氷室さんの、単行本未収録短編等をまとめて収録した1冊です。
でもそれだけじゃ分量も訴求力もやや足りないかもなので、「ざ・ちぇんじ!」をくっつけてみた感じでしょうか。
「月の輝く夜に」
「ざ・ちぇんじ!前編」
「ざ・ちぇんじ!後編」
「少女小説家を殺せ!1」(『少女小説家は死なない!』番外編)
「少女小説家を殺せ!2」(同上)
「クララ白書番外編 お姉さまたちの日々」
前3つは平安時代小説。
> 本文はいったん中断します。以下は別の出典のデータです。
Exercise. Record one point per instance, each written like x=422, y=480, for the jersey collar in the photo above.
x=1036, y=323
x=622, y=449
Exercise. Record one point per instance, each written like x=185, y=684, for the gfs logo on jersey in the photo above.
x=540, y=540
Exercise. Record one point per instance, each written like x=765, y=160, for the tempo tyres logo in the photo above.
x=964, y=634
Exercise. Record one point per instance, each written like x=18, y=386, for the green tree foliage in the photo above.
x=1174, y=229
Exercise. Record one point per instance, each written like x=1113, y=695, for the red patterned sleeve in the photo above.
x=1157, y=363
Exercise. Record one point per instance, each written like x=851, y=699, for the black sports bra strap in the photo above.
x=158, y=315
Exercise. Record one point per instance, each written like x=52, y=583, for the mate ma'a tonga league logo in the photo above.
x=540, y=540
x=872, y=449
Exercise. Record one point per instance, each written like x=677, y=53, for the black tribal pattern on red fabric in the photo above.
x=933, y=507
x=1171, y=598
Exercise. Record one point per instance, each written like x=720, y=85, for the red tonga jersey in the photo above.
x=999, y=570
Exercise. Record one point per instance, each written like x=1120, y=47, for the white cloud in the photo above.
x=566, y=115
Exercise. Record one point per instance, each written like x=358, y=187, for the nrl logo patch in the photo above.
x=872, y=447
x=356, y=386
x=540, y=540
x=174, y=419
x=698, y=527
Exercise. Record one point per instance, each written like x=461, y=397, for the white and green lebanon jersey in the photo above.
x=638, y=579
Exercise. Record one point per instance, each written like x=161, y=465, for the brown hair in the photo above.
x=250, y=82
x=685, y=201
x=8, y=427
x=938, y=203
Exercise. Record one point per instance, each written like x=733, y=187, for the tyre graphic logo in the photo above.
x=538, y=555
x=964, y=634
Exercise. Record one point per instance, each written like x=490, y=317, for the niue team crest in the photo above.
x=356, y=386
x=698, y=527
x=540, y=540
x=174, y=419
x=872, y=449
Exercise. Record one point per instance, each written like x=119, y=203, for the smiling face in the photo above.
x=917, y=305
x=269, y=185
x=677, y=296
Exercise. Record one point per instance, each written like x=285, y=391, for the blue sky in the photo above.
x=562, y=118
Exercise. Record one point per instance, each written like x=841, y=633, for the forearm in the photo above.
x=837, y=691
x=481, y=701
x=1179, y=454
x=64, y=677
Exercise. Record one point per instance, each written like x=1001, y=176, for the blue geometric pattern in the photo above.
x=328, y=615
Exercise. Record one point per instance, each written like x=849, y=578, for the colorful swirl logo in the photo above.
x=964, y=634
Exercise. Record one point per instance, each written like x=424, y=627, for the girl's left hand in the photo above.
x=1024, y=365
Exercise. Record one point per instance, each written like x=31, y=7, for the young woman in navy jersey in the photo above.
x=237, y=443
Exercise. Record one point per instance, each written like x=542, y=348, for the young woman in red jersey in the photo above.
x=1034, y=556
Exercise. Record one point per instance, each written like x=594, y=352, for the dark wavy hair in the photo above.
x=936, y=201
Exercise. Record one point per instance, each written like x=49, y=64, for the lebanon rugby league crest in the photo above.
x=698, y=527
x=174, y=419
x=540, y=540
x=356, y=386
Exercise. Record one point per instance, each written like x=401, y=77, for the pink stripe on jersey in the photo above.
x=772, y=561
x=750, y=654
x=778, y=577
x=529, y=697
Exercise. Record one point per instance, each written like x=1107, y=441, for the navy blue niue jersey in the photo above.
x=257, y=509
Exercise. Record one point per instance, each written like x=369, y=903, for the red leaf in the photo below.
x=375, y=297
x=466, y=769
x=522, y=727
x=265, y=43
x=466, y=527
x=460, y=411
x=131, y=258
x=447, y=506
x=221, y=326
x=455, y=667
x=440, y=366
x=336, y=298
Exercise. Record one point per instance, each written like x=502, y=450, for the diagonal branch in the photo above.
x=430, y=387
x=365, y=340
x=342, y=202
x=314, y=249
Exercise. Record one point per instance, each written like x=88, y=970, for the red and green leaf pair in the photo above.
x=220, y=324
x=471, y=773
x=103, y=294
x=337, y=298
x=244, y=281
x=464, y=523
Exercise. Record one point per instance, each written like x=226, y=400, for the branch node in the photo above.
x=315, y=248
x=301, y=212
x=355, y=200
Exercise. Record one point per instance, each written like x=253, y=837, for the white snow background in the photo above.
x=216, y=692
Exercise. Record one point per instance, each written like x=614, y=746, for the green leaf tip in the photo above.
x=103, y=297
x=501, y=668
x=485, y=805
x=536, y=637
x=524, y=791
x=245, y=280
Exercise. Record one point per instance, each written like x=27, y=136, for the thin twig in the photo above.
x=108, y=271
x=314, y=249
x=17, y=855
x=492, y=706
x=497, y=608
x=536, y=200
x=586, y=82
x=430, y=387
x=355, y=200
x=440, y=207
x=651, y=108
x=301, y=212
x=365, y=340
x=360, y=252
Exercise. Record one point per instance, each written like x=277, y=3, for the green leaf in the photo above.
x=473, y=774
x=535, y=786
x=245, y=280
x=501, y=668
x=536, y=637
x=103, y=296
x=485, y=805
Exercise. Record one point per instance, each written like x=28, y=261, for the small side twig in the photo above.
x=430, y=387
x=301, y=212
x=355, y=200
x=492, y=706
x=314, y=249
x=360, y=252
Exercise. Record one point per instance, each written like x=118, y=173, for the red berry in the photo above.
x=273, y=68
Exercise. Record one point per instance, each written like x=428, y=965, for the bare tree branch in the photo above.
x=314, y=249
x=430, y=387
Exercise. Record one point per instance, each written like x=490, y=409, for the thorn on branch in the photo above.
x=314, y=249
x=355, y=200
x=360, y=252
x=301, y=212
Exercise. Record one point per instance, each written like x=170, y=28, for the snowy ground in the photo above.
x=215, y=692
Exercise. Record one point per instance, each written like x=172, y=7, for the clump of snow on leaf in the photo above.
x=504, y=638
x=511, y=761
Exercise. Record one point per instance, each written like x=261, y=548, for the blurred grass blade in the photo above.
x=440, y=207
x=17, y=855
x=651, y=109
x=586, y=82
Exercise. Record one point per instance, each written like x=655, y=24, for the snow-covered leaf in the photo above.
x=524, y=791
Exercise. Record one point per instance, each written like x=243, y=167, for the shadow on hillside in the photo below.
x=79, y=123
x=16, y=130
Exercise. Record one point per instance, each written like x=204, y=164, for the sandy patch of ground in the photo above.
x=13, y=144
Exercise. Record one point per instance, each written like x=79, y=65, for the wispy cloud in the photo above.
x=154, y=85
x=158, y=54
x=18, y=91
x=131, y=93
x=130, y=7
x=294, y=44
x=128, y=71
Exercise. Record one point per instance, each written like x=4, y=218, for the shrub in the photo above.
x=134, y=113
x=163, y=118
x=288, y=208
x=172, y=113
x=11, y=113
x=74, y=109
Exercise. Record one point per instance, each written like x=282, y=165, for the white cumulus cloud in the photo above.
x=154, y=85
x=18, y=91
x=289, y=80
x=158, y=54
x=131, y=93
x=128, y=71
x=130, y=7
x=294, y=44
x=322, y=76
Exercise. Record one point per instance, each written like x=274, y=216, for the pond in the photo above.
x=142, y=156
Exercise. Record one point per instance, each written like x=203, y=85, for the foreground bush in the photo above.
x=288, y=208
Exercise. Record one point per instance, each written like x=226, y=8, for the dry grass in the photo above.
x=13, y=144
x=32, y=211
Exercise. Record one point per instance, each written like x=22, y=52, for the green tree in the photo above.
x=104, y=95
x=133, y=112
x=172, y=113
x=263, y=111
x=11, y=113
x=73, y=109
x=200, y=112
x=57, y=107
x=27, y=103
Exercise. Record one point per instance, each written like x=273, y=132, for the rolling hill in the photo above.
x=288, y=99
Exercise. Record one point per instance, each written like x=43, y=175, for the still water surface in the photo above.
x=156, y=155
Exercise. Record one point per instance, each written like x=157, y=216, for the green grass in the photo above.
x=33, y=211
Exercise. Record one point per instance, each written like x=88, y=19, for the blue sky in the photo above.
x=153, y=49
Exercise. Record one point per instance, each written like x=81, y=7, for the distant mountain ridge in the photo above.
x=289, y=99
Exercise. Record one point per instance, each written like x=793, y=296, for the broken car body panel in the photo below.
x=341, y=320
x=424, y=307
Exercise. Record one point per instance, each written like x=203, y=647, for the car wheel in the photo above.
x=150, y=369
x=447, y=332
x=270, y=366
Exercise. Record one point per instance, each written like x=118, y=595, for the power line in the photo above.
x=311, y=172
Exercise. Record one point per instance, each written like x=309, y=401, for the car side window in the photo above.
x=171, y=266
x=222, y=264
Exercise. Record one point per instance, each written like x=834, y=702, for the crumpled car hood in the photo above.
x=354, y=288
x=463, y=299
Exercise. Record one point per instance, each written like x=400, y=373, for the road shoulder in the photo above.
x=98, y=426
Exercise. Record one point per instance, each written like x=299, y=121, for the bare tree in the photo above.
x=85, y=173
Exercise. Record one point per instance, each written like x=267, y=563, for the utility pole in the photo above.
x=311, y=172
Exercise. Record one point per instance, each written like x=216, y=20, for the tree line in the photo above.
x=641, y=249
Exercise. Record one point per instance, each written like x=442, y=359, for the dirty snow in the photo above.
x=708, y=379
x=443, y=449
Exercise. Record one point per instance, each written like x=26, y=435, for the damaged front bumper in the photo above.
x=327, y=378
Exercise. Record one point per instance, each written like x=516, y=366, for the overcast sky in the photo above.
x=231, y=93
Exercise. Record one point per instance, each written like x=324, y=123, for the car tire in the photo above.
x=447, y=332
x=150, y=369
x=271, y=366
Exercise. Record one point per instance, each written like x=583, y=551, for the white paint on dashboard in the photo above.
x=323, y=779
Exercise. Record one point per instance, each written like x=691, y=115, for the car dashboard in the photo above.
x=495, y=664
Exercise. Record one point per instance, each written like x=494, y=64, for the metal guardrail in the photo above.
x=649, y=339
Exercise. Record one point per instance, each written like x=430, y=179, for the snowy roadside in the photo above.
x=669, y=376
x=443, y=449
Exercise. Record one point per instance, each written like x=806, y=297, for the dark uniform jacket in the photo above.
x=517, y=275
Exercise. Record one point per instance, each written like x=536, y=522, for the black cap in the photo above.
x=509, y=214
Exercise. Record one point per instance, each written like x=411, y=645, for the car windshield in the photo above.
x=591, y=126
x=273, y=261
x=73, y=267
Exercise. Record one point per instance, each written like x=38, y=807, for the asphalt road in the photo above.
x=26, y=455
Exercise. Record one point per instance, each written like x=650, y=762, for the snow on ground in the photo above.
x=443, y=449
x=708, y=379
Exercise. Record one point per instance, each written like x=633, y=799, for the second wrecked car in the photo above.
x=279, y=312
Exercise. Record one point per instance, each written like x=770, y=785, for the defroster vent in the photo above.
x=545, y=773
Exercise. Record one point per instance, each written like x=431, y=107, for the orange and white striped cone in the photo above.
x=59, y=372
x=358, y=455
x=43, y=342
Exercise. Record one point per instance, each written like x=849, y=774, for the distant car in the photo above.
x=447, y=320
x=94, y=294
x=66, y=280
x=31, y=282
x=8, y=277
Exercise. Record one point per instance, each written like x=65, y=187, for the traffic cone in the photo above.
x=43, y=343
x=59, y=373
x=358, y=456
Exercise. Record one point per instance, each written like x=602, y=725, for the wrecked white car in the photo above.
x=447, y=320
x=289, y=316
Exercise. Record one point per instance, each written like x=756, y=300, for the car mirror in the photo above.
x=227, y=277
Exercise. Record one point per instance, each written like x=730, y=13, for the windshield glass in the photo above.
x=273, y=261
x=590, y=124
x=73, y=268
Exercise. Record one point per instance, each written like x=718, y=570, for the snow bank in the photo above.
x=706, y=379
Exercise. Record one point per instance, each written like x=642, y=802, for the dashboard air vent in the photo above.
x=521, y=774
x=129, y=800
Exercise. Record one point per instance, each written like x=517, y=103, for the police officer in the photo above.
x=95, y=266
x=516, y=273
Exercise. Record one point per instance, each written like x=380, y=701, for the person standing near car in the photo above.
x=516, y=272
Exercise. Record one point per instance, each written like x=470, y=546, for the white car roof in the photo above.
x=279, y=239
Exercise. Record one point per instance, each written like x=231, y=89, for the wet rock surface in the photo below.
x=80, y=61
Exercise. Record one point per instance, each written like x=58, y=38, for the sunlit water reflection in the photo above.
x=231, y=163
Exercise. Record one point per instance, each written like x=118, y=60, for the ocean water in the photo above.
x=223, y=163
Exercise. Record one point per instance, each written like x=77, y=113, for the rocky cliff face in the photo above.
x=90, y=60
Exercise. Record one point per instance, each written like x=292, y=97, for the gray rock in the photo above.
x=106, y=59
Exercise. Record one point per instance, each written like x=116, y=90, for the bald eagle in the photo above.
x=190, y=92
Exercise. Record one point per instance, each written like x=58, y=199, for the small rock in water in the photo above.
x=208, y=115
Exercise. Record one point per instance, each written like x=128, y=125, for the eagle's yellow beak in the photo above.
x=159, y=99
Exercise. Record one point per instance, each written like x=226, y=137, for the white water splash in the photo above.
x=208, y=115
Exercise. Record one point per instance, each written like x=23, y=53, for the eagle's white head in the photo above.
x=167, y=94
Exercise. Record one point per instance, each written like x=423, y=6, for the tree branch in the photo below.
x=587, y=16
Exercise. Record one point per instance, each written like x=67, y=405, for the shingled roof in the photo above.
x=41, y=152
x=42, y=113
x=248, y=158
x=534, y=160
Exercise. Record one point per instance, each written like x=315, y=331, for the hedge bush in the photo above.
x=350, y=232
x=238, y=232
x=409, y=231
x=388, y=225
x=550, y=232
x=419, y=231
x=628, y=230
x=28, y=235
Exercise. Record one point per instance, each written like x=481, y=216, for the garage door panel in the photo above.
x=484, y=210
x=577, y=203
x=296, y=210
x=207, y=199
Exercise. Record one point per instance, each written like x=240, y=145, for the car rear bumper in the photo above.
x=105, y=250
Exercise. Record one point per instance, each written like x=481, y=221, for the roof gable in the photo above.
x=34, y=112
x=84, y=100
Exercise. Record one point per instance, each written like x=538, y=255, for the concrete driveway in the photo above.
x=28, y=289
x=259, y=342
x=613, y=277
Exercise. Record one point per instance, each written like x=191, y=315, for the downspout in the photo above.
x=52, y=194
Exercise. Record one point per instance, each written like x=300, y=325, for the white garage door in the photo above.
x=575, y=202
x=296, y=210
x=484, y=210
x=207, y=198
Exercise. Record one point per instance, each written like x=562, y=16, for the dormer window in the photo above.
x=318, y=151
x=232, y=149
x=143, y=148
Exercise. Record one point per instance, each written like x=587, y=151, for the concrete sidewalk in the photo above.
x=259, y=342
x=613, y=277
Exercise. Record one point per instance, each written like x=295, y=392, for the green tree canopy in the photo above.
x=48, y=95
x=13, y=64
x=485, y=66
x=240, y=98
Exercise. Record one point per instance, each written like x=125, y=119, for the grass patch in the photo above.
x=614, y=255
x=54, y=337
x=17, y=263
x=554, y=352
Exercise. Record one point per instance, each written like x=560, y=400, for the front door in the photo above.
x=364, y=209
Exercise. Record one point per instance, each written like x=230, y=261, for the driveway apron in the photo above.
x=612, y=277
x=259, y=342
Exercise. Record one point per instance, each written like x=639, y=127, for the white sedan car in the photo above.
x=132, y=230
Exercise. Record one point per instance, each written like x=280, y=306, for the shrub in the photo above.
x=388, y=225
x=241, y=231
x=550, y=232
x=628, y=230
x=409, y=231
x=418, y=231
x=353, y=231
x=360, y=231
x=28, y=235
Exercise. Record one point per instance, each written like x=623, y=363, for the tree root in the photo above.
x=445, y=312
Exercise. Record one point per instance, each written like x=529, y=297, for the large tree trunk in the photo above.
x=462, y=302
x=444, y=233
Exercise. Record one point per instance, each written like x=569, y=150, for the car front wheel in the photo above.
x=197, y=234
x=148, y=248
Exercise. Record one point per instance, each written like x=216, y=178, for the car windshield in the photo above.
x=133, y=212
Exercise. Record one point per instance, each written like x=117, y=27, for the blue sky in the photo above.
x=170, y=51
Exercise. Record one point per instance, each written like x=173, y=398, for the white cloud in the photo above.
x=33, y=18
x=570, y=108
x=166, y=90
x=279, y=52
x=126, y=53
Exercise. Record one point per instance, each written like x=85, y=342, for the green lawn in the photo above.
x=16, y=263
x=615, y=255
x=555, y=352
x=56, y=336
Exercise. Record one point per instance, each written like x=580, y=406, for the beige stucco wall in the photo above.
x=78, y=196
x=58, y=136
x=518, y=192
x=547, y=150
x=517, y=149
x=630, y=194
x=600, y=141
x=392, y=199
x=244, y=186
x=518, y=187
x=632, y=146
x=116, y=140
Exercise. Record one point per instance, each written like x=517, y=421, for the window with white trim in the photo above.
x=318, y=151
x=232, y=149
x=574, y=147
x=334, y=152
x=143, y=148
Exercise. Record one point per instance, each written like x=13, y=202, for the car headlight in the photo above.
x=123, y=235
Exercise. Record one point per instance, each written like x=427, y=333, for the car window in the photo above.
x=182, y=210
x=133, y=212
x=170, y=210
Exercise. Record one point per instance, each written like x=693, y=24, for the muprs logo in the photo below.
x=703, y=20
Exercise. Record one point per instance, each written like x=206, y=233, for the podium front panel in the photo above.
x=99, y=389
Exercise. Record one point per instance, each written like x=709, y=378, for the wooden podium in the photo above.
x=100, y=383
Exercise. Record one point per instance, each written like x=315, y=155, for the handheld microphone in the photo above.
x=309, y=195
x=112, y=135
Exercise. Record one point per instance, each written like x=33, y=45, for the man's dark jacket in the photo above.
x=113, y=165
後3つは現代物のコメディ。

先日『クララ白書』と、ブログには上げていませんが続編『アグネス白書』を一気に読みましたが、今回この本を読んで、やっぱり氷室作品は時代物が大好きだわ、と思いました。

主人公が(回想シーン以外)邸から一歩も出ないまま、しかも終わってみれば実は最初と何も状況が変わらない、これぞ王朝!!という「月の輝く夜に」。
いいっすね!好き!
地味ーですが、宮木あや子『泥ぞつもりて』とかになんとなくハマった人はたぶん好き。
まあ、書かれた時代的には『泥~』よりこっちの方がずっと前なので変な薦め方ですが。

で、再読どころじゃない「ざ・ちぇんじ!」。
こちらは平安時代を舞台にしたコメディ。といっても底本は「とりかへばや物語」なんですが。
男として育った姫君と、女として育った若君、そして帝を含む周囲の人々が、その倒錯した状況に振り回されるというドタバタですが、その振り回されっぷりが楽しく、しかも無理がなくて(このへんが氷室さんの筆力のなせる業でしょうね)、そして2人が入れ替わって大団円というラストはやっぱり何度読んでもお見事!
完全に展開を知っていても、夢中で読んでしまいました。
実を言うとわたし、昔からジャパネスクよりもちぇんじが好きなのですー。

あとのコメディは割愛。
こう言ったら申し訳ないけれど、どっちでもいいや。


あーなんかジャパネスクも読み返したくなるなー。

そういえば、わたしはアメブロの「アクセス解析」の中の「検索ワード」を見るのが好きなのですが、毎日!ほんとに毎日!「銀の海金の大地 続編」「銀の海金の大地 続き」等がワードに入っているのです!